How do you get such pretty bars of beautifully colored soaps????
Thank you, Linda


----------



## Faye Farms (Sep 14, 2009)

When buying colorants. Look for ones that are labeled soap stable. They are supposed to not morph. The actual color you get will still depend on your personal soap recipe. But mostly it's a whole LOT of trial and error. Take notes of what you do so you can reproduce desirable results. There are also lots of soap colorant threads through out all sorts of forums and on facebook that post their results with different colorants. That will also give you a starting point as they have already done the trial and error part.


----------



## hsmomof4 (Oct 31, 2008)

And red is probably the hardest color to do. Of course.


----------



## MF-Alpines (Mar 29, 2010)

hsmomof4 said:


> And red is probably the hardest color to do. Of course.


 :yeahthat

And it DOES depend on your formula.

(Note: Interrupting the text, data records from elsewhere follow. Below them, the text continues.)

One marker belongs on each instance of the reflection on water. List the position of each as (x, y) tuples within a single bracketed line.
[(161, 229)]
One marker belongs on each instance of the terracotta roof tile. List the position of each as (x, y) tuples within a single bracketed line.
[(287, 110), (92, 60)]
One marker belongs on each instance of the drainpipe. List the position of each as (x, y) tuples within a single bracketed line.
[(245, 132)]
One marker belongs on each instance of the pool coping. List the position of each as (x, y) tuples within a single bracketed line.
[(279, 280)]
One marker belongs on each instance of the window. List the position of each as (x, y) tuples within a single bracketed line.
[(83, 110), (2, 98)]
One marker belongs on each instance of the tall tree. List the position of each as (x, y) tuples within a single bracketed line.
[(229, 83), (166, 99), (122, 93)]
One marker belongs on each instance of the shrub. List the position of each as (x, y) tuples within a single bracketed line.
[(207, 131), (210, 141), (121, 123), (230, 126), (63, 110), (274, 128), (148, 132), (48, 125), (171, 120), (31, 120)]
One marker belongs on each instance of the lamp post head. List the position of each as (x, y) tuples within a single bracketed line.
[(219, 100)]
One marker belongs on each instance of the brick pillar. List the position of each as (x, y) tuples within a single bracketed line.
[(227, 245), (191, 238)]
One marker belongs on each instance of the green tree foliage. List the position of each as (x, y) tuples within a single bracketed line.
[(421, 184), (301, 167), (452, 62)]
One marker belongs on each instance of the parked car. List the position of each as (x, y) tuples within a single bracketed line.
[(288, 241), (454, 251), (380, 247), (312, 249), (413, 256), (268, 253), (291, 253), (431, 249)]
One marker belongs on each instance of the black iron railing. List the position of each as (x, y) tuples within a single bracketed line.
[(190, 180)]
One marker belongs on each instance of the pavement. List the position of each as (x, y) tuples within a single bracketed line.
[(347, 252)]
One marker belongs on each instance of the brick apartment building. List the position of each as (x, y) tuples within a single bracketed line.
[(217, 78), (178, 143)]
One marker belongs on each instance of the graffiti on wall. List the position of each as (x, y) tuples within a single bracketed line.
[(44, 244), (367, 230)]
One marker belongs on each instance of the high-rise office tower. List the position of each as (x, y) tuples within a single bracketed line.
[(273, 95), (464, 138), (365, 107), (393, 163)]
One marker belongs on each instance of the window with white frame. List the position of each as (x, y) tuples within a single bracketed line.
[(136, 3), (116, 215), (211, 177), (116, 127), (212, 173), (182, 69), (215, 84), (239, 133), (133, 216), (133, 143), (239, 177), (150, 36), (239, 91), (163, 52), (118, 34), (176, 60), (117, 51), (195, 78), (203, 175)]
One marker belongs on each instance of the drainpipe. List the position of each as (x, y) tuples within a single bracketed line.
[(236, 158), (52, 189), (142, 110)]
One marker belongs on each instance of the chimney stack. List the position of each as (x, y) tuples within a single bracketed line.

Example: If I'm using indigo for blue, and the basis of my formula is OO and it's Pomace, well, yellow+blue=green.....not blue!


----------



## NubianSoaps.com (Oct 26, 2007)

When buying colorants you have to take into consideration that adding goatmilk is changing the PH, so it morphs colors. They should explain this to you on the website or go to another one to buy. Ruby Red is a liquid color from Ellen Peacock, peacock colors, ellensessentials.com I love the colorants, now that I am using super fake bright colors for coloring  from TKB Trading, make sure you buy body safe colors, and they also explain the whole low and high PH and color morphing. I only use peacock colors for swirls and for the blood drag on my Dragon's Blood soap, because they are to expensive to color a whole batch.

I do not color with clay a whole batch either, well other than a shaving soap, I do not like the feel of the bars and it cuts bubbles, and Americans think bubbles equal quality.

I buy most of my mica's from newdirectionsaromatics.com they are beautiful.


----------



## hsmomof4 (Oct 31, 2008)

The Conservatorie has nice micas, too. Their website is theconservatorie.com If you order from Ellen's Essentials, be aware that you might have to be very, um, proactive in order to get your stuff. I got my order, but I really had to ride her to get it. Repeated contact and checking on the status. It took over a month from the time I ordered for it to show up here.


----------